Protein palmitoylation, a key posttranslational modification, is involved in cell signaling, protein stability, and tumor immune microenvironment (TIME) regulation. ZDHHC3 is known to mediate clear cell renal cell carcinoma (ccRCC) immune evasion by enhancing PD-L1 stability, but the roles of other palmitoyltransferases in ccRCC remain unclear. In this study, we analyzed genomic and transcriptomic data via a multiomics approach to investigate the expression patterns and potential regulatory mechanisms of known palmitoylation enzymes in ccRCC.

Method

By integrating multiple large-scale data sets from GEO, GWAS, and the eQTLGen Alliance, we systematically screened differentially expressed palmitoylated genes using differentially expressed genes (DEG) analysis, two-sample Mendelian randomization (MR) analysis, SMR analysis based on pooled data, mediated Mendelian randomization analysis, and single-cell RNA sequencing technology, and deeply analyzed their potential causal association with renal clear cell carcinoma (ccRCC) and its possible mediating factors. Finally, this study further explored the specific expression patterns of these genes in tumor tissues, providing new perspectives and potential targets for understanding the molecular mechanisms of ccRCC.

Results

DEG analysis revealed that 15 palmitoylation enzymes were abnormally expressed in ccRCC tissues. Both MR and SMR analyses suggested a potential causal association between higher ZDHHC18 expression and an increased risk of ccRCC. Mediation MR analysis further revealed that the forward scatter area (FSC-A) phenotype of myeloid dendritic cells (mDCs) was a potential mediating factor between ZDHHC18 and ccRCC (mediation effect: 12.3%).

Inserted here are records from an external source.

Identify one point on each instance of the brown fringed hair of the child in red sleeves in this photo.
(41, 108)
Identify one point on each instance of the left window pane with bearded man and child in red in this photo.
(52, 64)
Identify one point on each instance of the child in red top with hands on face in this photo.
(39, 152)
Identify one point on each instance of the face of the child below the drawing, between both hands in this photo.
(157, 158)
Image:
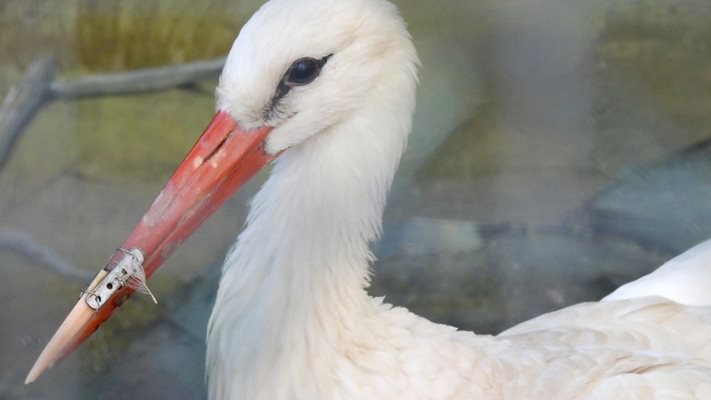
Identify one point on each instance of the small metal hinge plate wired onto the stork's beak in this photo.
(128, 271)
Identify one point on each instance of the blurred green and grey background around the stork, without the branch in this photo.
(561, 148)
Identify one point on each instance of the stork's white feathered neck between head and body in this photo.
(292, 295)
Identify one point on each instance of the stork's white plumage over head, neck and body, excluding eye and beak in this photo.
(292, 319)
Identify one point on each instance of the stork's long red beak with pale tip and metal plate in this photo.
(222, 160)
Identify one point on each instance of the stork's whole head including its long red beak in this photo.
(297, 69)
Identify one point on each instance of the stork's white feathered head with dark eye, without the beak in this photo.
(300, 67)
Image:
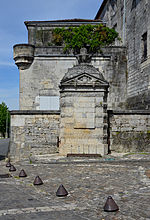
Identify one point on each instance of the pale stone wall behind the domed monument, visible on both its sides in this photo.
(43, 77)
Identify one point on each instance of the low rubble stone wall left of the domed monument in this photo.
(33, 132)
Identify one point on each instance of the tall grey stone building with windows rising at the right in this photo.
(131, 18)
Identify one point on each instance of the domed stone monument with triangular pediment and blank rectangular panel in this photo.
(84, 132)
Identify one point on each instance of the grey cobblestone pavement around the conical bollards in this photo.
(88, 184)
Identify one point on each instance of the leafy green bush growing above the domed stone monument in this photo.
(92, 37)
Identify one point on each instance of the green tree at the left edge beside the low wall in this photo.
(4, 118)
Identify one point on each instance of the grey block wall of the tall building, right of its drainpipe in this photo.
(138, 23)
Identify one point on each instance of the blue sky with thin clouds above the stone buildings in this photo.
(13, 31)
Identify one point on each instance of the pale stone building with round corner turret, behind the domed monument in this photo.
(42, 65)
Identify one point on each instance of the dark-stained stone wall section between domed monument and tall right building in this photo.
(113, 65)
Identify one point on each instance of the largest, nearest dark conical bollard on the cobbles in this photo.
(110, 205)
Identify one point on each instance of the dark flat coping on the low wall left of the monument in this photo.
(34, 112)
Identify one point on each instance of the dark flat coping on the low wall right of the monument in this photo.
(129, 112)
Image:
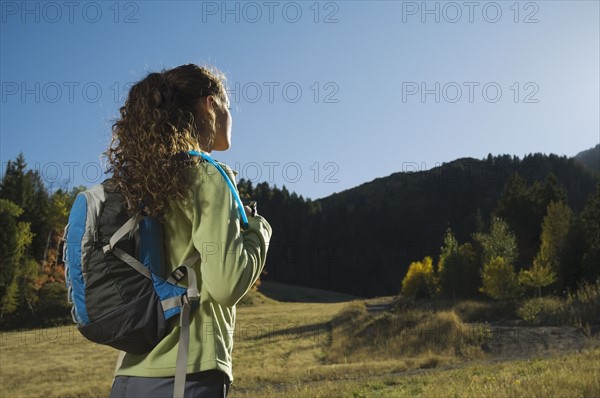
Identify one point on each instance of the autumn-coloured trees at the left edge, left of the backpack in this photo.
(32, 286)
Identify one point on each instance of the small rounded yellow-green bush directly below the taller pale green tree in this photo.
(500, 280)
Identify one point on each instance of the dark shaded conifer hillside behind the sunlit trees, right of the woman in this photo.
(362, 241)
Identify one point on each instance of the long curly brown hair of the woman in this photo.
(158, 124)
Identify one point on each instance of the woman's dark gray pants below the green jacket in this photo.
(210, 383)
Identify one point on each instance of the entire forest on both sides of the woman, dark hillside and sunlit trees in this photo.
(537, 216)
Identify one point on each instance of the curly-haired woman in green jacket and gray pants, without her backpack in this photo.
(165, 116)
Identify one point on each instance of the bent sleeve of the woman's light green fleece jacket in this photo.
(231, 260)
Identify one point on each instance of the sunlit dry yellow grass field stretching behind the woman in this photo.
(294, 349)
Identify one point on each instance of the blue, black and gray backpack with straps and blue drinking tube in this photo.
(113, 271)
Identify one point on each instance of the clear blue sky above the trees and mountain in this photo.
(326, 95)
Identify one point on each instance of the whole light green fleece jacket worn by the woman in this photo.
(231, 261)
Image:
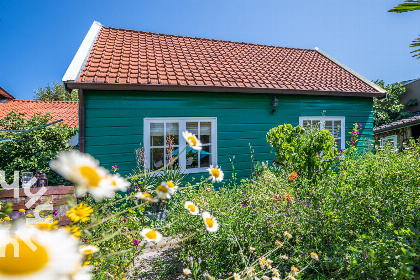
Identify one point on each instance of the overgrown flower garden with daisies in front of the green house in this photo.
(315, 212)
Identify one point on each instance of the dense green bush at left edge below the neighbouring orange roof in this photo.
(35, 154)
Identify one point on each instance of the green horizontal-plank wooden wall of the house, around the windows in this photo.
(114, 121)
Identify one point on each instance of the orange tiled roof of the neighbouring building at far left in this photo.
(66, 110)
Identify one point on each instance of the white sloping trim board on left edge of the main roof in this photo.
(79, 60)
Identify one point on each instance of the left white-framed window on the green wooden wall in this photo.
(163, 140)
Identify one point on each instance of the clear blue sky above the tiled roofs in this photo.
(38, 39)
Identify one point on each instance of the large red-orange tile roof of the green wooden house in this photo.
(121, 56)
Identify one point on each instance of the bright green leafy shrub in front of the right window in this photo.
(306, 151)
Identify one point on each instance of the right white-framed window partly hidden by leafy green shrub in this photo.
(335, 125)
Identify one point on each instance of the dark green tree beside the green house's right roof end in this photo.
(389, 108)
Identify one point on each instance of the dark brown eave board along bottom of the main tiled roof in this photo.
(198, 88)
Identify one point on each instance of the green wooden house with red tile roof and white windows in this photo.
(138, 88)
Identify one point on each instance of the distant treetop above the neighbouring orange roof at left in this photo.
(55, 92)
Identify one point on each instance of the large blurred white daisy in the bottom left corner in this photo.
(42, 255)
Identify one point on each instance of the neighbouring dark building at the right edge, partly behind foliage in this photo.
(399, 132)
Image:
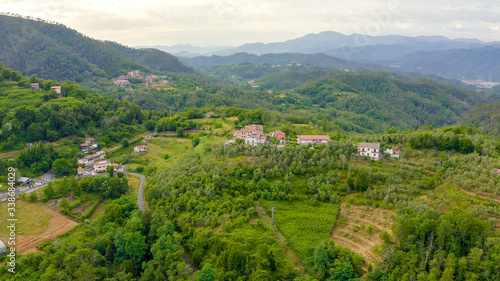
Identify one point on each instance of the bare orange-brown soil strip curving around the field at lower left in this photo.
(57, 225)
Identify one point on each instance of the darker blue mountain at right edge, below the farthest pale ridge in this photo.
(478, 63)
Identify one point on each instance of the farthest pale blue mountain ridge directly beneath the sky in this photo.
(337, 44)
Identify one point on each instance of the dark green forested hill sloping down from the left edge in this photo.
(53, 51)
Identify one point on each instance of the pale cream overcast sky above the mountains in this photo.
(235, 22)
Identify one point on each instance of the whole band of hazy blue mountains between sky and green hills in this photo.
(451, 58)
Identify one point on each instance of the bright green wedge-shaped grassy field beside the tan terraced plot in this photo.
(303, 224)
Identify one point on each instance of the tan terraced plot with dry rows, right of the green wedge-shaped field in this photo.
(358, 229)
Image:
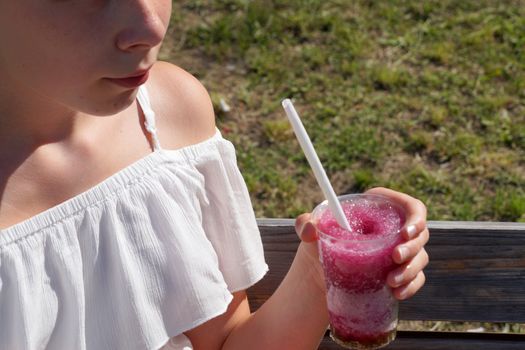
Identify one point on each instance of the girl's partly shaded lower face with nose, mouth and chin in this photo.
(67, 51)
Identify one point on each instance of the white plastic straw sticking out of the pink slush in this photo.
(315, 164)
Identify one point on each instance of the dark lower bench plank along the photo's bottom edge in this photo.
(446, 341)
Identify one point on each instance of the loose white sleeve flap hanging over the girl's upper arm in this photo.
(228, 219)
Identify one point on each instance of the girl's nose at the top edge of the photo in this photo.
(144, 26)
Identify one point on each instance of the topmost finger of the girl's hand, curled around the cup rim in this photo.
(415, 222)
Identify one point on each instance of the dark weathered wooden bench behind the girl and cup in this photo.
(476, 273)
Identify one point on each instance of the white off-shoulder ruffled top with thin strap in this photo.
(152, 251)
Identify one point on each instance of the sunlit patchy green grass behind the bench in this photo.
(423, 97)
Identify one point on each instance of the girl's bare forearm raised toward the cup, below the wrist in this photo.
(294, 317)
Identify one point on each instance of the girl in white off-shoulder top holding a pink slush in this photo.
(125, 223)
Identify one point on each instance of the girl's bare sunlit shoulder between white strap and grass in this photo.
(183, 106)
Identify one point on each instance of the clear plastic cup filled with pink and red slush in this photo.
(362, 309)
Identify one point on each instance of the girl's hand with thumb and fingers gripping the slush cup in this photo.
(408, 278)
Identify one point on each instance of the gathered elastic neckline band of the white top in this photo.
(107, 188)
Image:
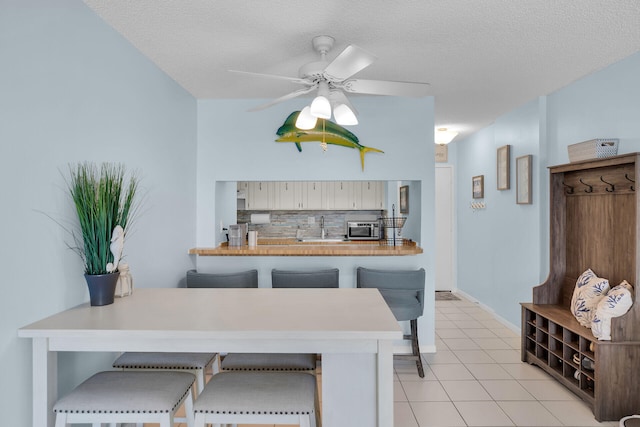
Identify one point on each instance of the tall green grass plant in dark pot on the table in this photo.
(105, 200)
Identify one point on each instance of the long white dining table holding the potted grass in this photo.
(353, 329)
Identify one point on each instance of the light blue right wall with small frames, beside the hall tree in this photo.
(503, 250)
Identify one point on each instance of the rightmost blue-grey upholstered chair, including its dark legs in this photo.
(403, 291)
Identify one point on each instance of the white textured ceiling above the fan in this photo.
(482, 58)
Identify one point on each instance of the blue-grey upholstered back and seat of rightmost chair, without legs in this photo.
(395, 285)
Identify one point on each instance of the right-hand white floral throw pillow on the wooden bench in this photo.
(616, 303)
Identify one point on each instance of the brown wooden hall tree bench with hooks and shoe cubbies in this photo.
(594, 224)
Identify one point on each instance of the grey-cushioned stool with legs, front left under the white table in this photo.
(127, 397)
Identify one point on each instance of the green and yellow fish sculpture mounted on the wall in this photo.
(331, 134)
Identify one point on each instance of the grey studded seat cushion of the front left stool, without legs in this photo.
(128, 392)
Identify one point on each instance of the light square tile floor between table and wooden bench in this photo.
(476, 378)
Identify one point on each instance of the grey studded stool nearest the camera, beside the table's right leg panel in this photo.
(257, 398)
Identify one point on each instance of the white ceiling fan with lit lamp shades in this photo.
(332, 79)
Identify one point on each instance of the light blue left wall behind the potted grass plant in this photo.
(73, 89)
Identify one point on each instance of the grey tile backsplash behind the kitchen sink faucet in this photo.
(285, 224)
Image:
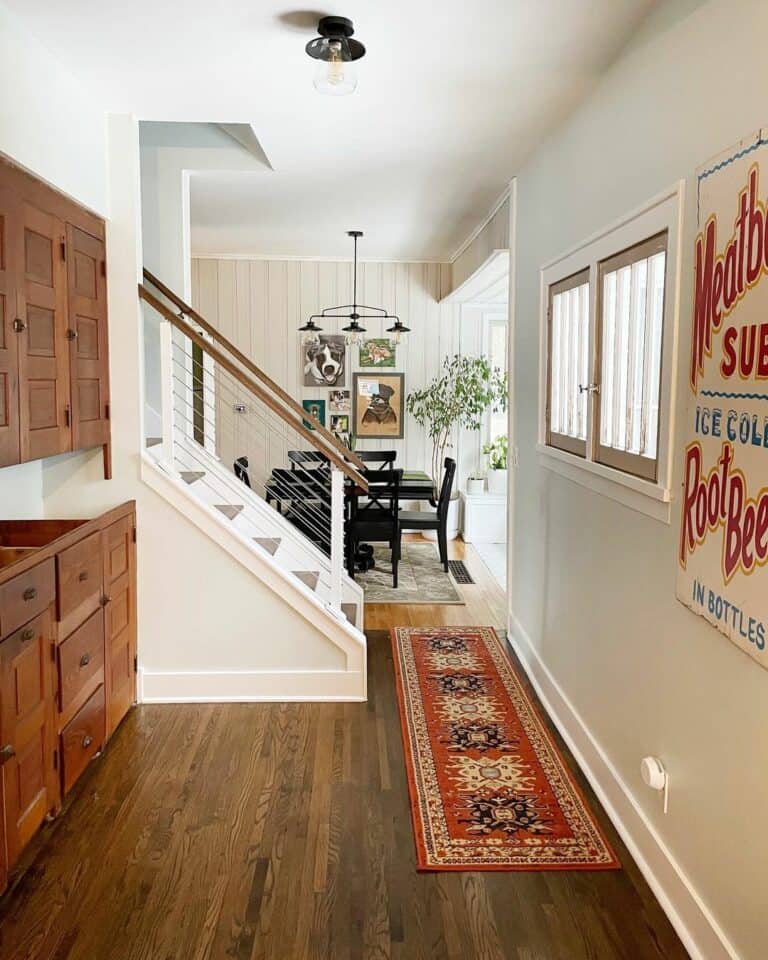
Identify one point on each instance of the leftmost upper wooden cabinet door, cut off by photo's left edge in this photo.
(9, 351)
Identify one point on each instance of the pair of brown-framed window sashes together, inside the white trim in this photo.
(604, 370)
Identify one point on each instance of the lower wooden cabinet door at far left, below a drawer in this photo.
(26, 731)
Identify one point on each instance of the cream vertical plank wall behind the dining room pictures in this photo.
(259, 305)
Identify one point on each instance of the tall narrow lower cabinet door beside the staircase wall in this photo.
(120, 619)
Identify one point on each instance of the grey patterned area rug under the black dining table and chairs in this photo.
(421, 578)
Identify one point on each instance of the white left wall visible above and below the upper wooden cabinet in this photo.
(54, 127)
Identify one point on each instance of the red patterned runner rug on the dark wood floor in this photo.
(488, 787)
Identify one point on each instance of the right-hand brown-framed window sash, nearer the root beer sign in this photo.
(630, 321)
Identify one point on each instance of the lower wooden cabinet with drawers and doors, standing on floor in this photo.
(67, 659)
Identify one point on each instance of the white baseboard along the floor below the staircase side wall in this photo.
(254, 685)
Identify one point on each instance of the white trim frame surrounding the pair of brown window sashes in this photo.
(663, 213)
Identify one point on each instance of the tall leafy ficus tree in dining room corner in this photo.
(457, 398)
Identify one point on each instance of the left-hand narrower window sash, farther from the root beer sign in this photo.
(567, 409)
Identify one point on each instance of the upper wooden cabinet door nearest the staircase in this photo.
(89, 362)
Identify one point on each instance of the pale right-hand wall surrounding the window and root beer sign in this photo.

Single-cell RNA sequencing data indicated a high expression of ZDHHC18 in tumor-infiltrating dendritic cells.

Conclusions

This multi-omics analysis shows the specific overexpression of ZDHHC18 in tumor tissue DCs and suggests it may function by potentially modulating the FSC-A phenotype of mDCs, thereby potentially contributing to ccRCC pathogenesis. These findings provide new directions for discovering novel therapeutic targets for ccRCC.